Lee, the only member of Congress to vote against the 2001 authorization of war in Afghanistan, introduced House Resolution 3699 in October, which would prevent funding for any additional troop deployments to Afghanistan. Her bill, one of several recent House initiatives to halt expansion of U.S. war efforts in Afghanistan, now has 23 co-sponsors, including former presidential candidate Dennis Kucinich (D-Ohio) and Lynn Woolsey (D-Petaluma).
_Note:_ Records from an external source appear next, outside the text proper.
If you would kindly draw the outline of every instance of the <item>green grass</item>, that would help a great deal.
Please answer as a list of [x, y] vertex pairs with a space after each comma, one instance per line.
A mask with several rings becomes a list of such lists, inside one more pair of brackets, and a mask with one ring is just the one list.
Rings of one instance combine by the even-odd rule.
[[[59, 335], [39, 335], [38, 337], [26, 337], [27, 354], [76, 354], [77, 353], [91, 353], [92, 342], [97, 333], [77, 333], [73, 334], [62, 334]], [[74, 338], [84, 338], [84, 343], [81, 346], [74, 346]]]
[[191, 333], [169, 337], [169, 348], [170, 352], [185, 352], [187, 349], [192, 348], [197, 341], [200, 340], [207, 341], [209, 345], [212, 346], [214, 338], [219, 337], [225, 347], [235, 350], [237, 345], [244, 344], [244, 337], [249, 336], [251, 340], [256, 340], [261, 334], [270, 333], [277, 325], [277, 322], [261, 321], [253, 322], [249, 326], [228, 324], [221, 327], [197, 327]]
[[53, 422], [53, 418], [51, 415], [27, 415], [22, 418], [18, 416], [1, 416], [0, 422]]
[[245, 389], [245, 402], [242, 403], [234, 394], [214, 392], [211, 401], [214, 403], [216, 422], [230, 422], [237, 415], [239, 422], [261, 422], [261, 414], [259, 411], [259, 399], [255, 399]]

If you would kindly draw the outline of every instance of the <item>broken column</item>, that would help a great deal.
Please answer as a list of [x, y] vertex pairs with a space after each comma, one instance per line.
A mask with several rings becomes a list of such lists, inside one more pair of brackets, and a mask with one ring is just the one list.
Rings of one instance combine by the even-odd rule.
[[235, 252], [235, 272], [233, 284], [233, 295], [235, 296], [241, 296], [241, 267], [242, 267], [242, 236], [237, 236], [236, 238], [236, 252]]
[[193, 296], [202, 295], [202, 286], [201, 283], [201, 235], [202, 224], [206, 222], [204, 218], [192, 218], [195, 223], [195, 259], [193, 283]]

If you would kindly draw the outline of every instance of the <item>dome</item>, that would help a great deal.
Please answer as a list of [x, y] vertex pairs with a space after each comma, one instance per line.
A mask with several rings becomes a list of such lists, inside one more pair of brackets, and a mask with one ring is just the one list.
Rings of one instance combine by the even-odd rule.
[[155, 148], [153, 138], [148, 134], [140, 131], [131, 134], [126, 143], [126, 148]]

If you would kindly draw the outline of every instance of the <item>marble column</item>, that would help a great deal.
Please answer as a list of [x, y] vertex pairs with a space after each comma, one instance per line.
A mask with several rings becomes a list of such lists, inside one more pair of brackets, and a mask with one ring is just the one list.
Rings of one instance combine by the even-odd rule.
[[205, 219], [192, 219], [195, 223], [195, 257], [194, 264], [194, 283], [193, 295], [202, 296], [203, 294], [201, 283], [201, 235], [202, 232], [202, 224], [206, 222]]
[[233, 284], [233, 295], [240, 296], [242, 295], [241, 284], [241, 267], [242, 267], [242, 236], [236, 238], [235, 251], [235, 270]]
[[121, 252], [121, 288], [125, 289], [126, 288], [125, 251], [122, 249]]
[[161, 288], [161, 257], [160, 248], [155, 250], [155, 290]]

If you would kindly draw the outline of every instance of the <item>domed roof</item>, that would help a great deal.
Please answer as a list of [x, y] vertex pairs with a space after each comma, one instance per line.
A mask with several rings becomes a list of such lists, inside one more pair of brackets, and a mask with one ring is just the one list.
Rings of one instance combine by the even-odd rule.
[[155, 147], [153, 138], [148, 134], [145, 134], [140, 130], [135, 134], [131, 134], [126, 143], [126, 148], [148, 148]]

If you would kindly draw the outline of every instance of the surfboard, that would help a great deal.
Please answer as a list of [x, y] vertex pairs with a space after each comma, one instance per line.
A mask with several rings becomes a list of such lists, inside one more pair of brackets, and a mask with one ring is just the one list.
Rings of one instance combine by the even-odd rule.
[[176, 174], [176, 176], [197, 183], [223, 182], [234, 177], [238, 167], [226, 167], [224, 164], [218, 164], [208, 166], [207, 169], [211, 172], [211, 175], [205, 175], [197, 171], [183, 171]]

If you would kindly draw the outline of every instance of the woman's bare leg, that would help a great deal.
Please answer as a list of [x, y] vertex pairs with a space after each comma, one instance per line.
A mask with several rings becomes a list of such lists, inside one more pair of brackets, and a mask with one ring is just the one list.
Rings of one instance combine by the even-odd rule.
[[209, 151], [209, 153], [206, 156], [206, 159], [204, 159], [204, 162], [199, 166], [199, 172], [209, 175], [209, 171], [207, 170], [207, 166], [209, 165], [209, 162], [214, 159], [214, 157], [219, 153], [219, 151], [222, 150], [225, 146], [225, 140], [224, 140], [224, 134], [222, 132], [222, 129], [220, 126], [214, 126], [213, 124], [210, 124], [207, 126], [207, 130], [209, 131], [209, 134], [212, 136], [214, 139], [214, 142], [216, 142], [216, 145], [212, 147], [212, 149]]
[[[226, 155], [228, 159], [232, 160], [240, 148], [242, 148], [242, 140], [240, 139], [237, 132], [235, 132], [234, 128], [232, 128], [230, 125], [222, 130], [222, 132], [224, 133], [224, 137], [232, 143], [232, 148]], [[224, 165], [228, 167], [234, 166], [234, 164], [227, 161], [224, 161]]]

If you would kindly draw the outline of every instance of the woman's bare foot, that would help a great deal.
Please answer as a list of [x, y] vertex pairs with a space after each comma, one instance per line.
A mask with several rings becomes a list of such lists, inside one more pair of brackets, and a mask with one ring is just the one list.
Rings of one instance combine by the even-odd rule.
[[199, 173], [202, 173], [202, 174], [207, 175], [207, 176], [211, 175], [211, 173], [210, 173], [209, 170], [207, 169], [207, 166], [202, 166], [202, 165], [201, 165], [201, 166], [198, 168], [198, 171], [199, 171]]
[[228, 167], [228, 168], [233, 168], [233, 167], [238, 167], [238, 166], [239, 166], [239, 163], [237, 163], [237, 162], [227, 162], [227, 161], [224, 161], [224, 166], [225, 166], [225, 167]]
At the rally today, Lee said she’s not alone in opposing the war and that her votes on Capitol Hill reflect her constituents’ political views.
“My district—California’s 9th Congressional district -- remains the most progressive, diverse and committed to dissent in the country,” Lee said to a round of applause. “Where we lead, others go.”
A large contingent of the crowd belonged to Code Pink, a primarily women’s antiwar organization whose members held signs and led chants of “Barbara Lee speaks for me.” The congresswoman was joined on the dais by 1960s Students for Democratic Society president Tom Hayden, Veterans Speaker Alliance founder Paul Cox, the Alameda Labor Council executive secretary-treasurer Sharon Cornu, and actor and activist Danny Glover.
“With Barbara Lee’s resolution [HR 3699], there’s more than ideas on the table for leaving Afghanistan, there are bills on the floor of Congress. ” Hayden said. “We hope for the recovery and growing strength of the peace movement with Barbara’s leadership.”
Several speakers drew parallels between the Vietnam War and the current conflict in Afghanistan and argued that military spending in Iraq and Afghanistan has prevented the U.S. government from addressing domestic political needs.
“Our military demands ever more troops,” Cox said. “Meanwhile, our economy is in the toilet, health care costs are out of control, and we can’t afford to educate our children. But somehow, there’s always money for war.”
Lee argued that the United States needs to employ “smart power” to improve the situation in Afghanistan, citing her hopes for increased diplomacy and economic development in the region. She drew on historical parallels in her argument against the U.S. military presence in the country.
“Afghanistan is known historically as the graveyard of empires for a reason. It’s good to ask why we should follow the same course as the British and the Soviets,” she said. “We need an exit strategy to bring troops and contractors home to ensure the economic security of all Americans.”